The FICO score for drugs; First of its kind clinical decision tool now includes 600,000 ratings
Sermo, the largest global social network for physicians, today announced major growth in physician ratings of pharmaceutical drugs on its one-of-a-kind Drug Ratings platform. With 625,000 individual ratings across several criteria submitted exclusively by physicians as of March 2018, Drug Ratings is the largest unbiased, global database of physician feedback on drugs.
“Doctors have always sought out the experiences of their peers to inform their practice of medicine, and Drug Ratings offers our members the ability to share and find aggregated feedback in real time. Sermo was founded with the mission to revolutionize real-world medicine by connecting doctors and enabling the global sharing of medical information. Drug Ratings is putting this strategy into action every day on our network,” said Sermo CEO Peter Kirk.
Using Drug Ratings, Sermo’s community of global physicians has submitted more than three million data points, including ratings and comments on more than 2,100 pharmaceutical brands. In excess of 40,000 physicians have submitted ratings, and more than 60,000 have used the platform to search for ratings from their peers. The database now holds over 35,000 unique comments on physicians’ opinions on both new and established pharmaceuticals.
“I have often looked to my peers for their input and experiences, to inform my treatment plans and deliver the best care to my patients. Real world medicine is very different than clinical trials, making peer recommendations important to physicians. Drug Ratings brings this collaboration to scale in an unprecedented way,” said Dr. Howard Barenfeld, a U.S. pediatrician.
Statistics support the importance of peer influence in medicine. A poll of more than 2,900 Sermo physicians found that 83 percent reported that the opinion or feedback of a fellow physician has changed their perception of a drug. Further, 80 percent trust recommendations of a very large number of doctors with real-world experience with a drug, over the recommendations of a small number of key opinion leaders and academics. Underscoring physicians’ trust in the system, 84 percent believe Drug Ratings will lead to better patient outcomes.

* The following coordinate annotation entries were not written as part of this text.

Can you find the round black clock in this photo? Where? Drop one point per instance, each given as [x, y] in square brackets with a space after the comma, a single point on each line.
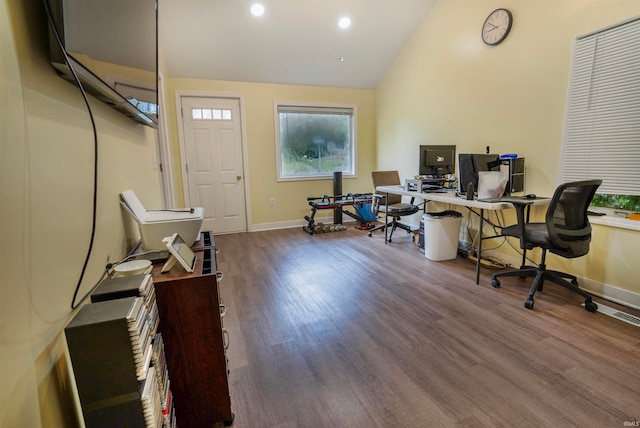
[497, 26]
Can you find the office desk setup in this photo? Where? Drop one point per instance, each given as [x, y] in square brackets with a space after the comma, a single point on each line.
[450, 197]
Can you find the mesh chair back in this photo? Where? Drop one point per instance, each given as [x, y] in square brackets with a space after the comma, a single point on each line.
[386, 178]
[567, 220]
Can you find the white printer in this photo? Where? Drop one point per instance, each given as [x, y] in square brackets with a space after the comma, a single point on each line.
[155, 225]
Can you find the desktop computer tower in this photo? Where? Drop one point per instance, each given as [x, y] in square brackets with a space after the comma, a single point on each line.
[515, 169]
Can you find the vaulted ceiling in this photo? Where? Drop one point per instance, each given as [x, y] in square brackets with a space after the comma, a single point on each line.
[294, 42]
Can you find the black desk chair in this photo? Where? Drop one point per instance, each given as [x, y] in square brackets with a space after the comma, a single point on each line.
[565, 232]
[394, 204]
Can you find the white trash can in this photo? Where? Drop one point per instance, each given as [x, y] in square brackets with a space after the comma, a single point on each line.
[441, 232]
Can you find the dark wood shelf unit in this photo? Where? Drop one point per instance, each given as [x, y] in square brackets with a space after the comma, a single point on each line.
[192, 329]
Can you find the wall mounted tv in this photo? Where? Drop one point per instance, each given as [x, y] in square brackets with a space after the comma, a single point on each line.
[112, 46]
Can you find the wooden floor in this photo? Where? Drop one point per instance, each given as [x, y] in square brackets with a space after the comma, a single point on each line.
[341, 330]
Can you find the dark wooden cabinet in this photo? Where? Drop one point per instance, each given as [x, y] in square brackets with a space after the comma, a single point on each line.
[195, 340]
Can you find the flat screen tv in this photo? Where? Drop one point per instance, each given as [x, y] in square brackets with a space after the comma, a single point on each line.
[112, 47]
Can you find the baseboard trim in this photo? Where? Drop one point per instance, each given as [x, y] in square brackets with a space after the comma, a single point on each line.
[605, 291]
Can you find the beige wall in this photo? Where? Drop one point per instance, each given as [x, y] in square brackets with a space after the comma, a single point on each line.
[291, 204]
[46, 187]
[447, 87]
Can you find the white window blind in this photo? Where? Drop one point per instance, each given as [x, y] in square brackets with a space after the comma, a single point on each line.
[602, 126]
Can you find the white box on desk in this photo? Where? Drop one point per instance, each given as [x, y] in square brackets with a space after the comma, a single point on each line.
[156, 225]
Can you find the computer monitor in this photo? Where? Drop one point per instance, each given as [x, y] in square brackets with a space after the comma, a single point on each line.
[472, 163]
[437, 161]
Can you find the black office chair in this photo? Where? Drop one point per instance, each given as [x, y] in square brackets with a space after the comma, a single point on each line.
[565, 232]
[394, 204]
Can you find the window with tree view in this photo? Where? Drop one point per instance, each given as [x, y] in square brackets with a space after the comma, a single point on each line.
[315, 141]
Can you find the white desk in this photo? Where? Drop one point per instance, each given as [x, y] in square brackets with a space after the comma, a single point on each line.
[451, 198]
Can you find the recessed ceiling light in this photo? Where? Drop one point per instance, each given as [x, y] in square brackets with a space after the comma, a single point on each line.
[257, 9]
[344, 22]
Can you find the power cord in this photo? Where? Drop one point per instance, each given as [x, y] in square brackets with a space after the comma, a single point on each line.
[75, 304]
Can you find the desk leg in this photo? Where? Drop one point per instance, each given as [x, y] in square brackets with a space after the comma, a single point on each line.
[479, 246]
[386, 217]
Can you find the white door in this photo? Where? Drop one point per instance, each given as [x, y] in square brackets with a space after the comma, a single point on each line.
[214, 166]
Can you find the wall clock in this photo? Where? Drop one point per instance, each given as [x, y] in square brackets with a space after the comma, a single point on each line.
[497, 26]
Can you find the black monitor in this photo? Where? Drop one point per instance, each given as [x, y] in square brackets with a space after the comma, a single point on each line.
[437, 161]
[472, 163]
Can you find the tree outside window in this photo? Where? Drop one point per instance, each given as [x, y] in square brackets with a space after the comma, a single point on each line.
[314, 141]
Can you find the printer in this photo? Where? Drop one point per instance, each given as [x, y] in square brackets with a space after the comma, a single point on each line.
[155, 225]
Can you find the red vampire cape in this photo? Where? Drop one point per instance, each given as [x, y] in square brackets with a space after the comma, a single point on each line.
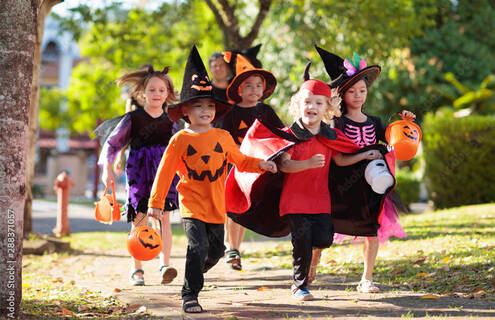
[252, 199]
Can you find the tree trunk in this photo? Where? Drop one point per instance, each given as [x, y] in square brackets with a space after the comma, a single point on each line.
[33, 114]
[224, 13]
[18, 21]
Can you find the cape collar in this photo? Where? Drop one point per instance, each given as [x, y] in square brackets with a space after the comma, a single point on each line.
[302, 133]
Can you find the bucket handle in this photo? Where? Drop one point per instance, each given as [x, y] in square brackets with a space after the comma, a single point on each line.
[400, 115]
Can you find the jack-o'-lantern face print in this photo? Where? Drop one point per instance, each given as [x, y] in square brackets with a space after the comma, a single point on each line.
[201, 84]
[203, 161]
[411, 133]
[144, 243]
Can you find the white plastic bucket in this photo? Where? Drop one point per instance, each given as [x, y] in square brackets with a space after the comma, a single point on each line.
[378, 176]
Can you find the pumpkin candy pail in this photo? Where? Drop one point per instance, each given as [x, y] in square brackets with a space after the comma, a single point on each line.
[144, 243]
[404, 136]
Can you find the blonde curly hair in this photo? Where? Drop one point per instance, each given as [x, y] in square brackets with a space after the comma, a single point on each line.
[333, 104]
[139, 80]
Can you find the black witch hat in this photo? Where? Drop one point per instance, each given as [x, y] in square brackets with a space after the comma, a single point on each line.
[196, 85]
[244, 70]
[344, 72]
[251, 54]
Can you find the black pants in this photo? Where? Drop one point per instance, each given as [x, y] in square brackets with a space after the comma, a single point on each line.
[205, 247]
[308, 231]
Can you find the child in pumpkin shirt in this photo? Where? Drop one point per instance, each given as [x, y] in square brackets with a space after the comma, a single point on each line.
[200, 154]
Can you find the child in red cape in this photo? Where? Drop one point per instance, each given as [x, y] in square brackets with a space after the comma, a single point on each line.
[304, 152]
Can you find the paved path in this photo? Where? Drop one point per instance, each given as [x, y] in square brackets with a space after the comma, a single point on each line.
[258, 292]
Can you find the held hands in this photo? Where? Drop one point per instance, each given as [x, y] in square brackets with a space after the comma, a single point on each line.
[372, 155]
[316, 161]
[407, 115]
[154, 212]
[268, 166]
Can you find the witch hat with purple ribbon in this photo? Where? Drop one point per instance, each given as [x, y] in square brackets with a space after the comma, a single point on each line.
[344, 72]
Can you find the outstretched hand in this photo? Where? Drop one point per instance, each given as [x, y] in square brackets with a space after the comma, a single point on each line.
[373, 154]
[317, 161]
[268, 166]
[107, 176]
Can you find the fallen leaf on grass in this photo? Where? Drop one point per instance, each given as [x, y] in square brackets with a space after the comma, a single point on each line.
[478, 290]
[82, 308]
[133, 307]
[430, 296]
[67, 312]
[142, 309]
[331, 261]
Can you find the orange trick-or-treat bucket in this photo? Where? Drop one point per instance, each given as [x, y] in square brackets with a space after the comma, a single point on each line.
[144, 243]
[405, 137]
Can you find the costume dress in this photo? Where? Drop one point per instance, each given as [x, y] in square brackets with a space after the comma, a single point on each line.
[254, 200]
[364, 134]
[147, 138]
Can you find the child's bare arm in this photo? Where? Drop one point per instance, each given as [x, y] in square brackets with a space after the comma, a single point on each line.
[348, 159]
[268, 166]
[290, 166]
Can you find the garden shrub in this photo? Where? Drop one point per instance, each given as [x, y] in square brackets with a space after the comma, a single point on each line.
[459, 158]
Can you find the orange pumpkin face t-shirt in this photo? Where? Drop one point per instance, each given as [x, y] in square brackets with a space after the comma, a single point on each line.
[201, 162]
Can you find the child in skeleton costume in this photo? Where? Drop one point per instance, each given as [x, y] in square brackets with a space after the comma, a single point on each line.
[297, 200]
[147, 131]
[200, 154]
[353, 78]
[250, 86]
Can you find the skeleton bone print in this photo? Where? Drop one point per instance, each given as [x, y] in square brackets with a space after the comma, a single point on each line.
[362, 136]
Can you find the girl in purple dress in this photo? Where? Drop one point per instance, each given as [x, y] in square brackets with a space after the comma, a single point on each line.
[147, 132]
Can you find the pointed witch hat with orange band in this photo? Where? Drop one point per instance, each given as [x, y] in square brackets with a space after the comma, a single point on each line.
[244, 70]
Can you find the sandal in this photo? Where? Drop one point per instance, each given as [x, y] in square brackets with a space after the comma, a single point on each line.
[136, 281]
[188, 305]
[234, 258]
[167, 274]
[367, 286]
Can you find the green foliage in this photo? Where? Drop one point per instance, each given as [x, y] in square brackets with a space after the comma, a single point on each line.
[116, 41]
[462, 42]
[458, 155]
[407, 187]
[373, 29]
[480, 100]
[93, 95]
[123, 40]
[52, 110]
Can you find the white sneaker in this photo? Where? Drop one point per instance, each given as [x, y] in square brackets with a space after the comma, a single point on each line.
[367, 286]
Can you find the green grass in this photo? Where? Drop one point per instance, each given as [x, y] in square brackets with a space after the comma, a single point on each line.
[447, 252]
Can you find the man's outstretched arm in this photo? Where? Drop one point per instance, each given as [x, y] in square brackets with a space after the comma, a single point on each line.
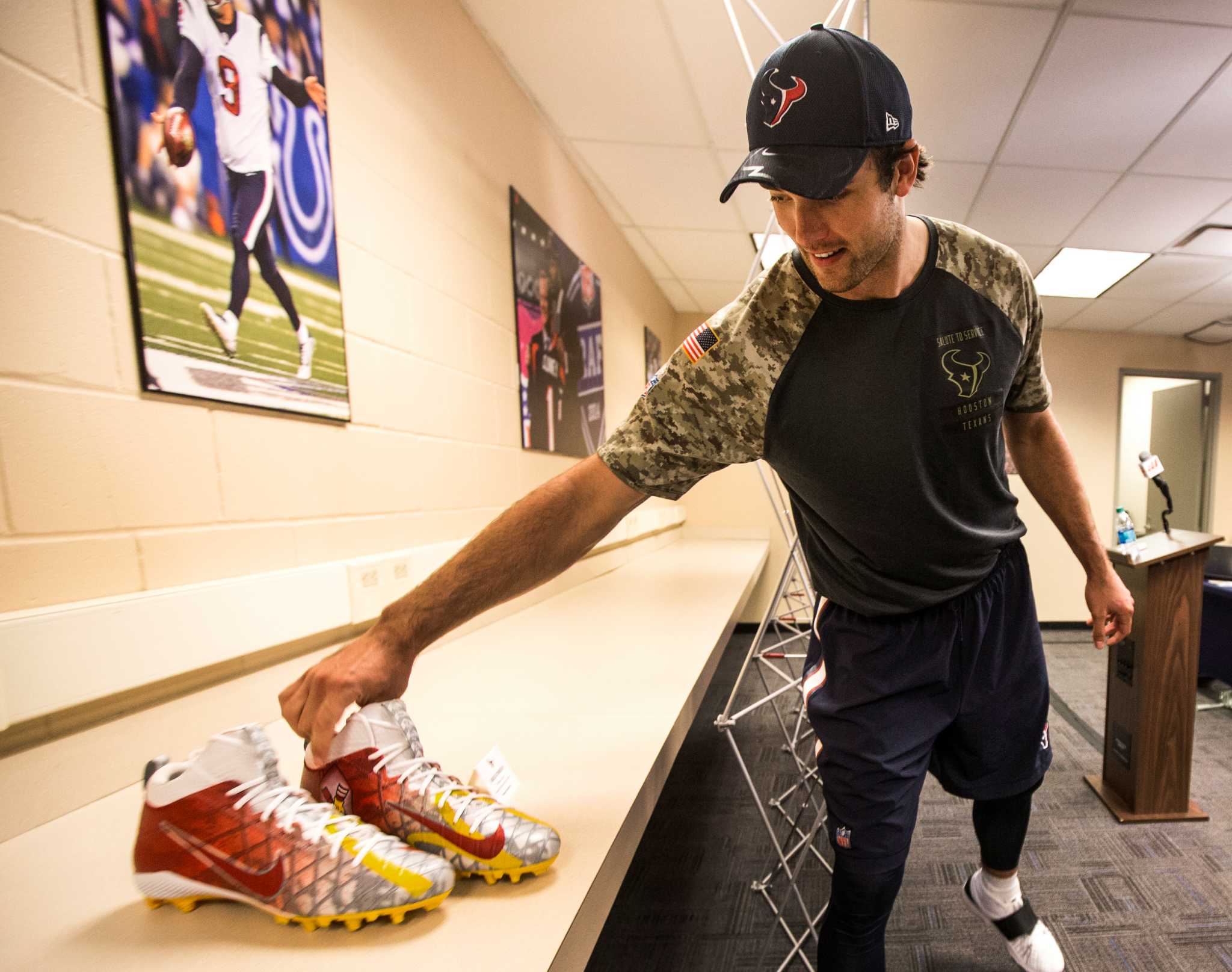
[531, 542]
[1047, 467]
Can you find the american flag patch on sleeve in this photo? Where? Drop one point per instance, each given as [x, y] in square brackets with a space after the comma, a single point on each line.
[699, 343]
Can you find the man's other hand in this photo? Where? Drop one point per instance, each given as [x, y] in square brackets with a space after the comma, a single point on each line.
[1112, 608]
[370, 669]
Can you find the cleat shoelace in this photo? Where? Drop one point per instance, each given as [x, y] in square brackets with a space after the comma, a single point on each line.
[442, 789]
[292, 807]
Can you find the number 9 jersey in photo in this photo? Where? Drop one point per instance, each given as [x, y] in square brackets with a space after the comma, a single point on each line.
[239, 66]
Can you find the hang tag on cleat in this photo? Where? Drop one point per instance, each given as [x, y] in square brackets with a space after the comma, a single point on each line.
[493, 775]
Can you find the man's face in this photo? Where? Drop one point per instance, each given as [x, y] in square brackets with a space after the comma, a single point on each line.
[847, 238]
[223, 13]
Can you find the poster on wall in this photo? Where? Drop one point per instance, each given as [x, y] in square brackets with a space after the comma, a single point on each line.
[653, 354]
[227, 206]
[559, 338]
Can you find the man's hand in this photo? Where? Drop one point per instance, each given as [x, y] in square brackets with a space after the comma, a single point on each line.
[370, 669]
[316, 91]
[1112, 608]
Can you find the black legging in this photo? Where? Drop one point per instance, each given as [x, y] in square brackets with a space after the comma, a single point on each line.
[264, 254]
[853, 936]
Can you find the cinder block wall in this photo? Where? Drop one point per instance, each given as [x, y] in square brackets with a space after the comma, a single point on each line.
[108, 491]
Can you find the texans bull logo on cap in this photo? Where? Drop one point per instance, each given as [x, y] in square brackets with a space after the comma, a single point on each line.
[815, 150]
[787, 96]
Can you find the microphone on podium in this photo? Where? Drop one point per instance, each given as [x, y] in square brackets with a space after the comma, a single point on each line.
[1151, 468]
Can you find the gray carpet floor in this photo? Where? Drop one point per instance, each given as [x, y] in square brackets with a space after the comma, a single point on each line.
[1124, 899]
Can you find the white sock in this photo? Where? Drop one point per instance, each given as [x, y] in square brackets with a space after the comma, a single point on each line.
[997, 897]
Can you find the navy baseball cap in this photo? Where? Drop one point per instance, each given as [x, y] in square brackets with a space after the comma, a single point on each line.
[817, 105]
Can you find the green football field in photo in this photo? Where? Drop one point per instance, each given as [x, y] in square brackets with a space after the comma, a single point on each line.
[176, 271]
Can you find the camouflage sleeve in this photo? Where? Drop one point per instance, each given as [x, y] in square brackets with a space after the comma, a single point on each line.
[1030, 391]
[694, 416]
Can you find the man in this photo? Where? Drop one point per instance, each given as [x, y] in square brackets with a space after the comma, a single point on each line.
[874, 369]
[239, 64]
[547, 366]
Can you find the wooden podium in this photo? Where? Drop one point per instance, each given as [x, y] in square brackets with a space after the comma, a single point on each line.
[1152, 681]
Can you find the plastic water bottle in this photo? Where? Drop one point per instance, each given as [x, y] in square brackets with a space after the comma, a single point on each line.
[1125, 535]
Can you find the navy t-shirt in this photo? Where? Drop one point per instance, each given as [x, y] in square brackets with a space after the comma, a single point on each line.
[881, 418]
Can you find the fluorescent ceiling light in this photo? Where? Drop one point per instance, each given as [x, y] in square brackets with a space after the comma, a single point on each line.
[778, 246]
[1074, 273]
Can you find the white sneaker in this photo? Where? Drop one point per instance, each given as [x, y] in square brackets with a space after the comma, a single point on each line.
[306, 353]
[223, 329]
[1028, 939]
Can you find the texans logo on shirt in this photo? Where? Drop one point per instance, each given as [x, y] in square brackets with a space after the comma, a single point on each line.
[965, 369]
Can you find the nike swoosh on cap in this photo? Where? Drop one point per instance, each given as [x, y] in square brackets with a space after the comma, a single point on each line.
[264, 884]
[488, 847]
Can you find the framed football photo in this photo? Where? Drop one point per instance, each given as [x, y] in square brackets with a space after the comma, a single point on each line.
[218, 122]
[559, 338]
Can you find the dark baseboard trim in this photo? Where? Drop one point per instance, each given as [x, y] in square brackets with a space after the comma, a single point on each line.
[750, 627]
[84, 716]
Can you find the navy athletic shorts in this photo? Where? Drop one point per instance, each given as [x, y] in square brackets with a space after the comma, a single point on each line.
[959, 690]
[251, 196]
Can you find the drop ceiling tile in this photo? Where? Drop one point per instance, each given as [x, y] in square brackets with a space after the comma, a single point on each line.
[947, 191]
[661, 187]
[677, 295]
[1201, 141]
[960, 108]
[1109, 88]
[1224, 217]
[603, 194]
[1219, 293]
[695, 254]
[1107, 313]
[712, 295]
[1038, 4]
[599, 70]
[1036, 206]
[1181, 318]
[646, 253]
[1036, 256]
[1058, 311]
[1146, 214]
[1195, 11]
[1169, 277]
[717, 76]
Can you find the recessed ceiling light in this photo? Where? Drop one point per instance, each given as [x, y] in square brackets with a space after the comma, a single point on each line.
[1076, 273]
[779, 244]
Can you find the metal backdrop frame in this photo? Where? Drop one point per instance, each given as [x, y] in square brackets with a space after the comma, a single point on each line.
[795, 819]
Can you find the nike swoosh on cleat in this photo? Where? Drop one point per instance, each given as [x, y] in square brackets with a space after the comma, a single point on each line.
[488, 847]
[264, 884]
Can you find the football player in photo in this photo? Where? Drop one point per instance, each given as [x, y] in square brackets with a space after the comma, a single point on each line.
[547, 365]
[238, 61]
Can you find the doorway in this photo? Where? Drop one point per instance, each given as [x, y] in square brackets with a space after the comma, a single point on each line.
[1173, 415]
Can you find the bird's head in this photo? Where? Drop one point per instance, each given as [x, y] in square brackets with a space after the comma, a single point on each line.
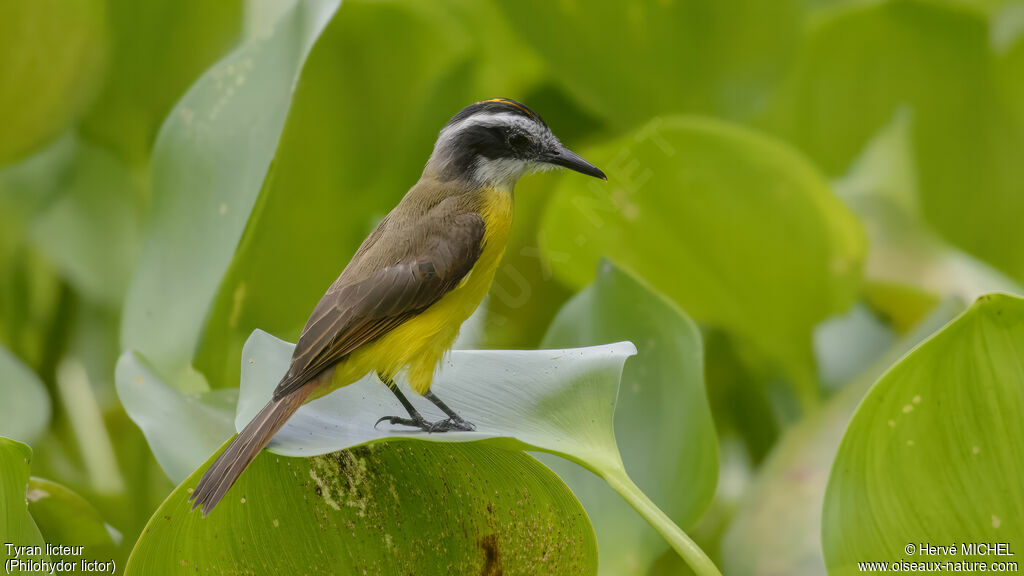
[497, 141]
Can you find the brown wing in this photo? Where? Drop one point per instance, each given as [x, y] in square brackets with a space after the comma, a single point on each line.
[351, 315]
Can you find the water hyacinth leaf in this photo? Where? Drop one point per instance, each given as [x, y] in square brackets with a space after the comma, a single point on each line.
[400, 507]
[509, 395]
[777, 525]
[65, 517]
[882, 189]
[935, 452]
[158, 49]
[51, 58]
[561, 402]
[862, 62]
[16, 525]
[706, 55]
[209, 164]
[664, 426]
[182, 429]
[337, 169]
[91, 231]
[27, 417]
[751, 225]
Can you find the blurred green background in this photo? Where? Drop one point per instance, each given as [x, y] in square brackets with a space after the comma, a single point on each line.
[810, 180]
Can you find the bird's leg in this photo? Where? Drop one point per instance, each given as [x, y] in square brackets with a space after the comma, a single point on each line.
[456, 421]
[415, 418]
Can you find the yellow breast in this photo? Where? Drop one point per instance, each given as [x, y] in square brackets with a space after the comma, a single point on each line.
[421, 342]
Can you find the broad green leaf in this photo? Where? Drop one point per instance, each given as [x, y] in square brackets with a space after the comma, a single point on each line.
[51, 57]
[738, 230]
[16, 526]
[182, 429]
[30, 288]
[881, 188]
[401, 507]
[630, 62]
[845, 344]
[209, 163]
[66, 518]
[934, 452]
[354, 141]
[863, 62]
[1007, 40]
[158, 49]
[663, 422]
[90, 232]
[775, 530]
[561, 402]
[26, 412]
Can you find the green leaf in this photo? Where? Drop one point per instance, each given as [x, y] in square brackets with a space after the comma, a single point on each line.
[209, 163]
[51, 56]
[401, 507]
[863, 62]
[27, 418]
[182, 429]
[750, 224]
[91, 232]
[663, 421]
[16, 526]
[775, 530]
[882, 189]
[158, 49]
[66, 518]
[702, 55]
[561, 402]
[934, 452]
[296, 243]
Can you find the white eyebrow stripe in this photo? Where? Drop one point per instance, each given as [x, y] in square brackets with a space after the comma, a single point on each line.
[491, 119]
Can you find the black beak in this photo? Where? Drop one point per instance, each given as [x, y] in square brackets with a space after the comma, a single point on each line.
[567, 159]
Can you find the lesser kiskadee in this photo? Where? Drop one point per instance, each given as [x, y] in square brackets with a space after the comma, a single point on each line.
[420, 274]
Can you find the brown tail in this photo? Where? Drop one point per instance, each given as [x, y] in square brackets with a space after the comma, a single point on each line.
[232, 461]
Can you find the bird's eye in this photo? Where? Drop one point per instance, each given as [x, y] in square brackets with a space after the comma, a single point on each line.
[518, 141]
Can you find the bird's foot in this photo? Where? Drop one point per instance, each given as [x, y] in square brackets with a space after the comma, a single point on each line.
[428, 426]
[453, 424]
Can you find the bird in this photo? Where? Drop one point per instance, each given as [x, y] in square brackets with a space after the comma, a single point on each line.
[398, 303]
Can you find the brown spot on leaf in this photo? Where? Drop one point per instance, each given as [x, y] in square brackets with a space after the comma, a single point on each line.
[492, 557]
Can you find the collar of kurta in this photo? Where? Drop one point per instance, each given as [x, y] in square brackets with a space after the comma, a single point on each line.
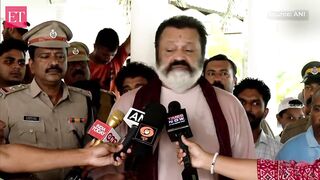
[150, 93]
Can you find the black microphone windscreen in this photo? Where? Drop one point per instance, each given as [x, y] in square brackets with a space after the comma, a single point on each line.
[149, 128]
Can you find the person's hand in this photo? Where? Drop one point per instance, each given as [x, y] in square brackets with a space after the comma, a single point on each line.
[102, 155]
[2, 138]
[199, 157]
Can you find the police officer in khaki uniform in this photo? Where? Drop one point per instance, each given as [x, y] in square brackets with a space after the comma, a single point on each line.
[46, 113]
[78, 74]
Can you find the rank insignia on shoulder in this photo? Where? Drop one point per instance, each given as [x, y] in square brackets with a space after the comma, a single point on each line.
[8, 90]
[77, 120]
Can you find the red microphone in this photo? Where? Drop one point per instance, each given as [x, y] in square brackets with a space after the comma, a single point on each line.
[104, 132]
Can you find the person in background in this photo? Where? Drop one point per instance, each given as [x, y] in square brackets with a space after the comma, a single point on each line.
[15, 33]
[78, 75]
[289, 110]
[247, 169]
[221, 72]
[254, 95]
[134, 75]
[311, 78]
[107, 58]
[305, 146]
[12, 62]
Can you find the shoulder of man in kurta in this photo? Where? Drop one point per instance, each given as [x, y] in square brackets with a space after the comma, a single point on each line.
[80, 91]
[5, 91]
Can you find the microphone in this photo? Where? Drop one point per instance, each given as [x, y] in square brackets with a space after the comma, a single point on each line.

“When it comes to finding information about prescription drugs, doctors are often limited to what’s provided by the manufacturer. In my experience, that does not capture the full picture of how patients experience drugs—including possible adverse effects, how much they pay out of pocket, and how well they work in the real world. Drug Ratings offers us the perspective and experience of our peers—which complements the information we get from product monographs and clinical trials,” said Dr. Len Antiles, a U.S. urologist.
Launched in May 2017, Drug Ratings is the only global peer-to-peer prescription drug review system sourced exclusively from verified licensed physicians. Drug Ratings gives physicians the ability to research, rate, and share their direct experience on the efficacy, safety, tolerability, accessibility, and adherence of specific drugs.
About Sermo & Sermo Drug Ratings
Sermo is the leading global social network for physicians where 800,000 fully verified and licensed physicians from more than 150 countries talk real-world medicine, review what peers think of different treatment options – including ratings and comments on prescription drugs – collectively solve cases, respond to healthcare polls, and earn honorarium from surveys.
Sermo is also the world’s largest healthcare professional (HCP) polling company. The Sermo research network is comprised of 1.8 million HCPs and includes 40 percent of the U.S. physician population. Most of the 700,000 surveys Sermo conducts annually are among specialist physicians – over 70 percent of physician members are specialists. Learn more at http://www.Sermo.com.
Drug Ratings was developed by Sermo and Sermo physicians. The statistical methodology behind Ratings was developed and verified independently by biostatistics consultants led by Lee-Jen Wei of the Blue Null Consulting Group.